The Governance Gap

v2.0.0

Author: John J. McCormick · Updated: February 28, 2026 · CC BY 4.0 · aiagentgovernance.org

Suggested citation McCormick, J. J. "The Governance Gap." v2.0.0, February 2026. aiagentgovernance.org. https://aiagentgovernance.org/insights/governance-gap/

Download PDF

On this page

Abstract
The Four Layers
Layer 1: Observability
Layer 2: Security
Layer 3: Compliance
Layer 4: Governance (The Gap)
Why the Gap Exists
Reason 1: The AI Industry Was Built Around Models, Not Agents
Reason 2: Each Layer Optimizes for Its Own Objective
Reason 3: Governance Requires a Methodology, Not a Feature
Evidence from Production Operations
Failure Mode: Agent Works From Inferred Data
Failure Mode: Agent Reports a Non-Existent Blocker
Failure Mode: Agent Skips Governance Lifecycle
The Gap Extends Beyond Engineering
Closing the Gap
Further Reading
Version History

Abstract

Organizations deploying AI agents at scale typically have observability (what agents did), security (what agents should not do), and compliance (what regulations require). None of these layers address the governance question: are agents doing the right work, the right way, with appropriate human oversight? This article defines the governance gap — the structural space between existing operational layers — and explains why filling it requires a dedicated governance methodology, not extensions of existing tools.

The Four Layers

Every organization operating AI agents at scale has some combination of four operational layers. The governance gap exists between them.

Layer 1: Observability

Observability tools — tracing platforms, logging systems, telemetry collectors — show what agents did. They capture inputs, outputs, intermediate steps, tool calls, latency, token counts, and error rates. Modern observability platforms provide detailed visibility into agent execution.

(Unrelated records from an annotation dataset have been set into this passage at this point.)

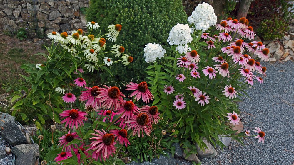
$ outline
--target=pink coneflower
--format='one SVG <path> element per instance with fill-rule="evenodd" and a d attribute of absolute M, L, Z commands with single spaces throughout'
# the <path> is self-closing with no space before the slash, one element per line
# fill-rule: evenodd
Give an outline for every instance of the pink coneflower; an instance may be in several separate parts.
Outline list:
<path fill-rule="evenodd" d="M 143 106 L 140 108 L 140 111 L 142 113 L 145 113 L 148 115 L 149 118 L 151 121 L 154 122 L 156 125 L 158 123 L 158 120 L 159 119 L 160 114 L 158 112 L 158 107 L 157 106 Z"/>
<path fill-rule="evenodd" d="M 193 50 L 190 52 L 187 52 L 184 57 L 191 62 L 198 62 L 200 60 L 199 55 L 195 50 Z"/>
<path fill-rule="evenodd" d="M 86 81 L 85 81 L 83 78 L 78 78 L 74 80 L 74 82 L 75 82 L 74 84 L 76 84 L 78 86 L 83 87 L 84 86 L 87 85 L 86 83 Z"/>
<path fill-rule="evenodd" d="M 206 43 L 208 44 L 208 49 L 209 49 L 210 48 L 211 48 L 212 49 L 212 48 L 216 48 L 216 46 L 214 46 L 213 44 L 213 42 L 212 41 L 205 41 L 205 42 Z"/>
<path fill-rule="evenodd" d="M 248 78 L 252 76 L 252 72 L 250 72 L 248 69 L 245 68 L 243 67 L 241 67 L 238 70 L 240 71 L 240 73 L 241 73 L 243 76 Z"/>
<path fill-rule="evenodd" d="M 223 95 L 225 96 L 226 97 L 229 97 L 229 98 L 230 99 L 234 99 L 234 96 L 236 97 L 236 94 L 237 93 L 237 91 L 235 90 L 235 88 L 232 87 L 232 85 L 230 84 L 230 85 L 226 85 L 224 88 L 224 90 L 222 91 L 222 92 L 224 93 Z"/>
<path fill-rule="evenodd" d="M 234 19 L 233 20 L 230 20 L 228 21 L 228 24 L 229 26 L 235 29 L 237 29 L 240 28 L 240 25 L 238 20 Z"/>
<path fill-rule="evenodd" d="M 198 72 L 192 71 L 190 72 L 190 74 L 191 74 L 191 76 L 193 77 L 195 79 L 197 79 L 197 77 L 199 78 L 200 77 L 200 76 L 199 76 L 200 75 L 200 74 Z"/>
<path fill-rule="evenodd" d="M 121 118 L 124 118 L 125 119 L 129 120 L 130 118 L 133 119 L 134 113 L 139 113 L 139 108 L 131 100 L 129 101 L 123 101 L 123 106 L 118 108 L 117 113 L 118 115 L 123 115 Z"/>
<path fill-rule="evenodd" d="M 175 89 L 173 88 L 173 87 L 171 86 L 171 85 L 170 85 L 168 86 L 167 86 L 167 85 L 166 85 L 164 86 L 164 88 L 163 89 L 164 90 L 163 91 L 165 93 L 166 93 L 166 94 L 170 94 L 171 93 L 173 93 L 173 92 L 175 91 Z"/>
<path fill-rule="evenodd" d="M 254 138 L 257 139 L 259 138 L 258 140 L 258 142 L 259 143 L 261 141 L 262 142 L 262 143 L 264 143 L 264 135 L 265 135 L 264 132 L 262 131 L 259 127 L 255 127 L 256 130 L 253 130 L 253 131 L 258 134 L 258 135 L 254 137 Z"/>
<path fill-rule="evenodd" d="M 265 45 L 263 45 L 262 42 L 261 41 L 253 41 L 251 43 L 253 44 L 252 46 L 254 47 L 256 47 L 256 50 L 261 50 L 265 48 Z"/>
<path fill-rule="evenodd" d="M 114 135 L 107 133 L 103 129 L 101 130 L 102 131 L 94 130 L 98 133 L 91 134 L 95 136 L 90 139 L 94 140 L 91 141 L 91 147 L 86 150 L 94 151 L 92 153 L 92 158 L 96 160 L 98 158 L 101 160 L 101 157 L 105 160 L 106 158 L 109 158 L 109 156 L 115 152 L 114 145 L 116 143 L 114 141 Z"/>
<path fill-rule="evenodd" d="M 218 69 L 217 72 L 218 72 L 218 74 L 221 74 L 221 75 L 224 77 L 226 77 L 227 75 L 230 75 L 230 72 L 229 72 L 229 64 L 226 62 L 224 62 L 221 65 L 215 65 L 216 67 L 215 69 Z"/>
<path fill-rule="evenodd" d="M 99 90 L 100 93 L 97 96 L 99 98 L 99 101 L 102 103 L 102 106 L 107 109 L 112 109 L 114 107 L 115 110 L 120 107 L 121 104 L 123 104 L 123 99 L 122 97 L 125 97 L 119 89 L 116 86 L 108 87 L 103 85 L 105 88 L 101 88 Z"/>
<path fill-rule="evenodd" d="M 99 102 L 99 99 L 96 97 L 100 92 L 100 89 L 97 86 L 94 86 L 92 88 L 85 86 L 85 88 L 87 89 L 86 91 L 81 91 L 81 94 L 79 98 L 81 101 L 87 100 L 86 106 L 88 106 L 91 105 L 93 107 L 95 105 L 97 105 Z"/>
<path fill-rule="evenodd" d="M 116 140 L 118 141 L 120 144 L 122 145 L 124 144 L 126 147 L 128 147 L 128 144 L 129 145 L 131 144 L 127 138 L 128 136 L 128 131 L 126 130 L 111 130 L 110 132 L 111 133 L 114 135 L 114 137 L 116 138 Z"/>
<path fill-rule="evenodd" d="M 239 122 L 240 122 L 240 118 L 239 117 L 239 115 L 237 113 L 235 113 L 234 111 L 233 111 L 233 113 L 227 113 L 228 115 L 227 116 L 227 117 L 229 118 L 229 120 L 230 120 L 230 122 L 231 123 L 234 125 L 239 124 Z"/>
<path fill-rule="evenodd" d="M 255 70 L 255 61 L 253 59 L 250 59 L 248 60 L 247 64 L 245 66 L 245 68 L 249 69 L 251 71 Z"/>
<path fill-rule="evenodd" d="M 78 126 L 84 125 L 83 120 L 87 120 L 87 118 L 85 116 L 87 114 L 87 113 L 80 111 L 78 109 L 72 109 L 65 110 L 59 115 L 63 118 L 66 118 L 61 122 L 61 123 L 66 123 L 66 127 L 68 125 L 69 127 L 71 127 L 72 129 L 75 126 L 76 128 L 77 129 Z"/>
<path fill-rule="evenodd" d="M 268 48 L 265 48 L 261 51 L 257 51 L 255 52 L 255 54 L 258 55 L 257 56 L 260 58 L 261 61 L 268 61 L 269 60 L 268 56 L 268 55 L 270 52 L 270 50 Z"/>
<path fill-rule="evenodd" d="M 192 94 L 195 97 L 196 97 L 196 96 L 199 93 L 199 92 L 200 91 L 198 88 L 195 88 L 195 86 L 192 87 L 192 86 L 190 86 L 190 87 L 188 86 L 188 89 L 190 89 L 191 92 L 192 92 Z"/>
<path fill-rule="evenodd" d="M 130 82 L 130 84 L 127 85 L 126 86 L 128 88 L 126 90 L 127 91 L 136 90 L 129 96 L 130 97 L 136 95 L 135 97 L 135 100 L 138 100 L 142 96 L 143 101 L 148 103 L 150 100 L 152 100 L 152 98 L 154 98 L 150 91 L 148 89 L 147 83 L 145 81 L 141 82 L 139 84 Z"/>
<path fill-rule="evenodd" d="M 245 134 L 247 136 L 250 136 L 250 131 L 246 129 L 245 130 Z"/>
<path fill-rule="evenodd" d="M 131 129 L 133 129 L 133 135 L 134 136 L 136 134 L 138 137 L 140 137 L 140 132 L 142 131 L 141 136 L 142 137 L 144 137 L 144 132 L 147 135 L 150 136 L 150 133 L 152 129 L 152 124 L 151 120 L 149 119 L 148 115 L 145 113 L 141 113 L 135 116 L 133 119 L 131 119 L 126 122 L 127 123 L 131 124 L 128 128 L 128 131 Z"/>
<path fill-rule="evenodd" d="M 225 62 L 225 59 L 222 56 L 214 57 L 212 58 L 212 59 L 214 60 L 215 62 L 218 62 L 222 63 Z"/>
<path fill-rule="evenodd" d="M 78 135 L 75 132 L 73 133 L 71 133 L 71 131 L 69 131 L 69 132 L 67 134 L 66 134 L 64 135 L 63 135 L 61 137 L 59 138 L 60 140 L 58 142 L 59 144 L 58 145 L 61 147 L 62 147 L 62 150 L 65 149 L 65 151 L 70 151 L 71 148 L 74 148 L 74 147 L 73 144 L 71 144 L 68 146 L 66 146 L 69 143 L 71 142 L 75 139 L 81 140 L 82 139 L 79 137 Z"/>
<path fill-rule="evenodd" d="M 260 77 L 256 77 L 256 80 L 257 80 L 257 82 L 259 82 L 259 84 L 263 84 L 263 79 L 262 78 Z"/>
<path fill-rule="evenodd" d="M 230 41 L 232 40 L 232 37 L 226 33 L 222 33 L 219 34 L 218 37 L 221 40 L 222 40 L 223 42 Z"/>
<path fill-rule="evenodd" d="M 74 103 L 76 99 L 76 97 L 74 94 L 71 93 L 65 93 L 62 96 L 62 99 L 66 103 Z"/>
<path fill-rule="evenodd" d="M 209 37 L 209 35 L 208 35 L 209 34 L 209 33 L 203 33 L 201 35 L 201 38 L 203 38 L 205 39 L 206 39 Z"/>
<path fill-rule="evenodd" d="M 186 104 L 187 103 L 185 102 L 183 98 L 176 99 L 173 101 L 173 106 L 176 107 L 176 109 L 179 110 L 184 108 Z"/>
<path fill-rule="evenodd" d="M 205 96 L 206 93 L 204 92 L 202 94 L 202 91 L 200 91 L 199 92 L 199 94 L 196 96 L 196 99 L 195 99 L 195 101 L 198 101 L 198 104 L 200 104 L 201 106 L 204 106 L 205 103 L 206 104 L 208 104 L 209 102 L 209 100 L 210 100 L 210 98 L 209 96 Z"/>
<path fill-rule="evenodd" d="M 103 111 L 104 111 L 104 113 L 103 112 Z M 111 110 L 101 110 L 99 112 L 100 112 L 100 113 L 98 113 L 98 115 L 102 115 L 103 116 L 106 116 L 103 119 L 103 122 L 105 122 L 106 118 L 108 119 L 108 121 L 110 122 L 112 121 L 113 116 L 116 114 L 116 113 Z M 97 119 L 98 118 L 98 118 L 97 117 Z"/>
<path fill-rule="evenodd" d="M 177 58 L 177 59 L 178 60 L 177 61 L 178 62 L 177 64 L 178 67 L 181 65 L 184 66 L 188 65 L 190 64 L 190 62 L 188 60 L 188 59 L 185 57 L 181 56 L 180 58 Z"/>
<path fill-rule="evenodd" d="M 72 157 L 72 154 L 70 151 L 65 152 L 63 152 L 60 154 L 59 154 L 57 155 L 57 157 L 54 159 L 54 161 L 56 162 L 59 161 L 64 160 L 65 160 L 69 159 Z M 59 164 L 60 163 L 58 163 L 57 164 Z"/>
<path fill-rule="evenodd" d="M 202 72 L 206 76 L 208 75 L 208 77 L 211 79 L 216 76 L 215 74 L 217 73 L 216 71 L 212 67 L 207 66 L 207 67 L 205 67 L 204 68 L 205 69 L 202 69 Z"/>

What observability answers: What happened? What tools were called? How long did it take? What was the output?

What observability cannot answer: Was this the right work? Should the agent have done it this way? Were governance requirements satisfied? Is the agent drifting from expected behavior in ways that produce correct-looking output?

Observability is necessary infrastructure. But seeing what happened is not the same as knowing whether it should have happened.

Layer 2: Security

Security tools block unauthorized actions. They enforce permissions, restrict tool access, prevent prompt injection, and apply guardrails to agent inputs and outputs. Security governance ensures agents cannot do what they should not do.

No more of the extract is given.